Regarding cargo, I've already mentioned the success of the GoBox launch, where early demand exceeded expectations. This is a category where we will continue to invest in product innovation and build out across our wholesale footprint. Rounding out the highlights in Coolers & Equipment, we continue to see solid growth in bags where we remain focused on pace distribution decisions to continue building awareness and consideration.
In Drinkware, we saw growth for the period within the range of our expectation. The hydration story has emerged as a key driver of the broader category this year, which we believe is supported by our continued strength and performance across our Rambler bottle line and Straw lid tumblers [...] Drinkware innovation will continue throughout the year and includes more premium category offerings, expanded bottle options and newer entries that will extend how we think beyond individual use products."
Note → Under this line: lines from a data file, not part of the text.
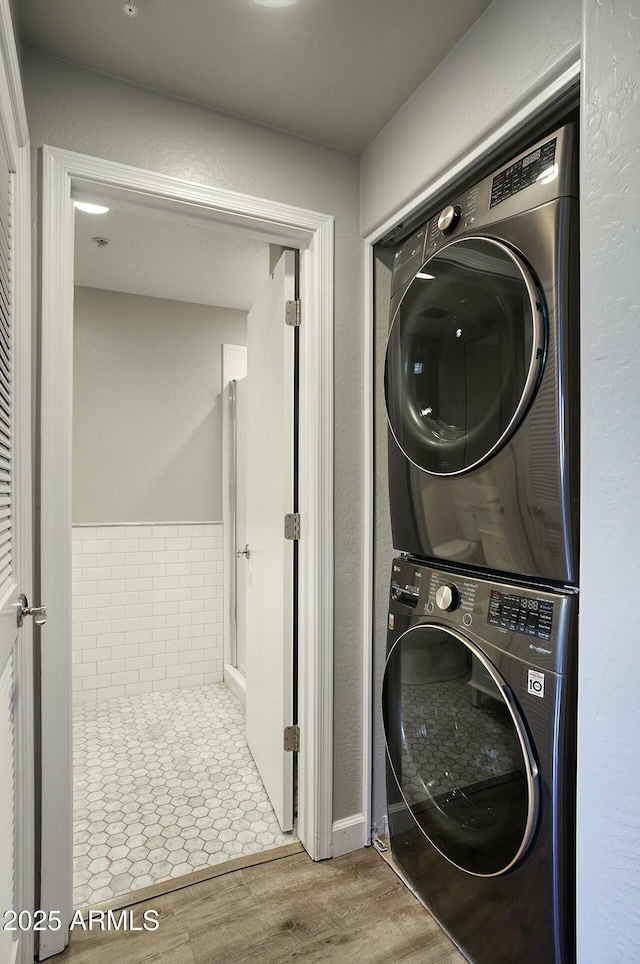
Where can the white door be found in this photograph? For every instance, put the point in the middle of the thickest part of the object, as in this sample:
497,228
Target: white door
240,497
269,497
16,759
From a margin perspective, YETI's gross margin expanded slightly to 53.5%, an 80bps improvement over 52.7% in the year-ago quarter. The primary driver behind improved gross margins was lower freight costs (freight rates spiked during the pandemic while everything was supply-constrained, and now they've reset to more normal levels) as well as the favorable direct channel mix.
From an overall profitability standpoint, over, the company's overall adjusted SG&A expenses grew 16% y/y, driven by headcount, demand generation activities, and supply chain investments. This drove adjusted operating income margins to 7.2%, down from 13.0% in the year-ago quarter.
The good news here is that for the full year, while YETI remains committed to investing in the business (SG&A as a percentage of revenue is expected to grow 400bps y/y), the company also expects to see further gross margin gains, and remains confident in a full-year gross margin target of 55.0% (230bps higher than the current quarter). YETI is also retaining its full-year adjusted operating margin target of 15.0-15.5%, significantly higher than in Q1.
Key takeaways
2023 isn't the year by which to judge YETI. The company is still handling the impacts of a voluntary product recall, navigating nervous buying patterns from its resellers, and investing into the business to drive future growth. But looking ahead, we like the company's trajectory of boosting gross margins as well as delivering international expansion opportunities. Stay long here and buy confidently at a cheap ~13x P/E against FY24 earnings.